Chris Nadollek – Learning to whitewater kayak with a disability

Chris Nadollek – Learning to whitewater kayak with a disability

​Chris Nadollek is a whitewater paddler and wheelchair user from Nottingham who has been paddling at Holme Pierrepont Canoe Club since 2021. We caught up with Chris, club coach Andy Steel, and club Chair Dawn Scott, to find out more about his journey with the club and how the club works to make paddling accessible to people with disabilities.

At the National Watersport Centre in Holme Pierrepont, Nottingham, resides the whitewater course that Holme Pierrepont Canoe Club (HPPCC) calls home. Every Saturday, the club takes to the water, as well as offering recreational and open sessions, touring trips and slalom training. Chris Nadollek was one of many members joining the club on a crisp Saturday morning when we visited the club.

Chris originally started his paddling journey after his daughter encouraged him to have a go, and since joining the club, Chris’ paddling confidence has gone from strength to strength. Both Chris and the club have had a steep learning curve in learning how Chris’ disability impacts on his paddling, and how they can best support him to get out on the water:

“The club’s great, it is, everybody is so friendly, everybody wants to help each other. It’s more like a family”, he explains. The community and enjoyment of being on the water is at the heart of what makes the club, even with the competitive opportunities they provide. “It’s very much about people’s mental well-being as much as anything else, just coming together and getting out into the outdoors paddling with a group of friends”, says Dawn Scott, the club’s Chair. 

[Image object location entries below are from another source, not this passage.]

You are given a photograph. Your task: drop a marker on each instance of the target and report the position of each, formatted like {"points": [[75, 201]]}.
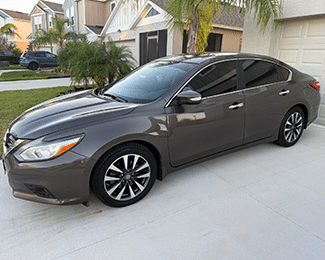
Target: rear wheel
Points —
{"points": [[33, 66], [291, 127], [124, 175]]}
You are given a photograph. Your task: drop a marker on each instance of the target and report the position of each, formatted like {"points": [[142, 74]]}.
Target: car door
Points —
{"points": [[214, 125], [268, 96], [51, 60]]}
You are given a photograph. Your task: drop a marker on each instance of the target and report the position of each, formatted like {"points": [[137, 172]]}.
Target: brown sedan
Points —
{"points": [[163, 116]]}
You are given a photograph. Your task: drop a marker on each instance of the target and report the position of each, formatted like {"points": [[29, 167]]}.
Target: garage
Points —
{"points": [[301, 44]]}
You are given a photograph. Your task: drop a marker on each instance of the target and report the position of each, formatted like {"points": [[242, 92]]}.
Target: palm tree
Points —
{"points": [[9, 29], [193, 16]]}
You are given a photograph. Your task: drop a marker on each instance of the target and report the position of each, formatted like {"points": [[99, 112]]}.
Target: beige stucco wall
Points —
{"points": [[231, 39], [97, 13], [24, 29], [80, 16]]}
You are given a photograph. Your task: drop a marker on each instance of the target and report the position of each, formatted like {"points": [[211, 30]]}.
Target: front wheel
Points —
{"points": [[33, 66], [124, 175], [291, 127]]}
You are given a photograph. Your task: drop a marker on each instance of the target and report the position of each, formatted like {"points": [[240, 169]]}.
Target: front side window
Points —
{"points": [[216, 79], [149, 82], [259, 72]]}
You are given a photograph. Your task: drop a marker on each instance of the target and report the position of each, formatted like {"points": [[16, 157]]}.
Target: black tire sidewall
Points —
{"points": [[281, 140], [97, 181], [33, 66]]}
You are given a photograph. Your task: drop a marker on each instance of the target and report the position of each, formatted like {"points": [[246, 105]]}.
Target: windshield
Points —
{"points": [[149, 82]]}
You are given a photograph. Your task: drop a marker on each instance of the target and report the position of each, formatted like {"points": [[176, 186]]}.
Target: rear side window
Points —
{"points": [[49, 55], [219, 78], [258, 73], [39, 54]]}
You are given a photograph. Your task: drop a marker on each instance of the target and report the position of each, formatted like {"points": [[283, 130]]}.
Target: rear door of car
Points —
{"points": [[51, 59], [214, 125], [268, 96]]}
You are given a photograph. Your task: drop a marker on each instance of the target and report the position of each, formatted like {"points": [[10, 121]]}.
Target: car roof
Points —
{"points": [[210, 57]]}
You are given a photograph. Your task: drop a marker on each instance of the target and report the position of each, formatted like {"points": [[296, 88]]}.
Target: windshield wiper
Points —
{"points": [[117, 98]]}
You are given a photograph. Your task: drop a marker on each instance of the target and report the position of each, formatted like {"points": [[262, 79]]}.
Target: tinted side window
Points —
{"points": [[283, 73], [39, 54], [257, 73], [216, 79], [49, 55]]}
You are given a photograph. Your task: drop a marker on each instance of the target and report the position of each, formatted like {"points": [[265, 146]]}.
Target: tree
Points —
{"points": [[55, 35], [8, 30], [103, 62], [196, 16]]}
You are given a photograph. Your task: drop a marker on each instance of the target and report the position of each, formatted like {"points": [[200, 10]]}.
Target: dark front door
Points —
{"points": [[214, 125], [153, 45]]}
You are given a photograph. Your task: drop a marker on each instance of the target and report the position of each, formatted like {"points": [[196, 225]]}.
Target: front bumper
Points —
{"points": [[62, 181]]}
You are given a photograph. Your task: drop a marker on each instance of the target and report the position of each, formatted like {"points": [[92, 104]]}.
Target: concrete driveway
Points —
{"points": [[265, 202]]}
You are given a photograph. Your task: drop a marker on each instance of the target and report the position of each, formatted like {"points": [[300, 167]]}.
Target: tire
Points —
{"points": [[124, 175], [33, 66], [292, 126]]}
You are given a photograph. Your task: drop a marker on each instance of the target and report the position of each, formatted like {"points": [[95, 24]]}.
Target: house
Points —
{"points": [[87, 16], [141, 26], [41, 17], [23, 24], [297, 39]]}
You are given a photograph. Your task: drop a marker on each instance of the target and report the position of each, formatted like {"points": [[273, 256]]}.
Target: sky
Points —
{"points": [[24, 6]]}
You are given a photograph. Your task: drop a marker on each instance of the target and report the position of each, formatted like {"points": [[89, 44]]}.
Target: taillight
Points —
{"points": [[315, 85]]}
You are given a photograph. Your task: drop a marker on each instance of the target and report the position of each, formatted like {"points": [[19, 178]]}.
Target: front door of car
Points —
{"points": [[215, 124], [267, 98]]}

a kayak shooting a rapid on a riverThe club welcomes people of all ages, levels of experience and abilities, and provides a range of different paddling opportunities. This means taking the time to listen to individual needs and understand what it is new paddlers want to get out of their experience on the water. Dawn explains: “Do you want to go out on a stand up paddleboard, do you want to get in an open canoe, do you want to go white water kayaking, do you want to do touring trips? What is it you want to do and how can we help you to get to that point? And that’s about finding individual solutions.”

Andy Steel is one of the club’s coaches, and tells us that supporting Chris to develop his kayaking skills has been largely trial and error, making lots of small changes to make a big difference, including increased bank safety support, providing an extra kayaker on the water with Chris, and reducing the size of the groups Andy works with alongside Chris to give him the time to build his confidence with new skills.

“It’s just a lot of little things, but it comes from dialogue – to me it’s the same process of coaching anybody. British Canoeing’s coaching philosophy and the club’s philosophy is making someone an independent paddler”, says Andy. Chris credits much of his ability to paddle to Andy, telling us: “He’s gone away, he’s done his homework … from the day I said I wanted to do this he’s bent over backwards to enable me to do it.”

Chris shooting a rapid on a river while his friends look on

Regardless of his positive experiences, physical access is still the biggest barrier to Chris getting on the water, even at the course at Holme Pierrepont. “I’m lucky because I’ve got a team behind me that will get me to the water. If I didn’t have them, I wouldn’t be able to do this.” Once Chris reaches the bottom of the white water course, he has to rely on other paddlers on the course with him to carry him back up, and he says this experience isn’t uncommon, and has been similar when visiting other parts of the country.

Nonetheless, Chris tells us he’s enjoying his paddling more than ever, taking harder lines on the course, and challenging himself as time goes on. He encourages any paddlers with a disability thinking about paddling to give it a go, as everyone’s “here to help”. “We just need to work with people and look into what they can do and then capitalise on that, and work out how we can support them to achieve what they’ve come down to do”, says Dawn, and that it’s all about supporting people to do the sport we love.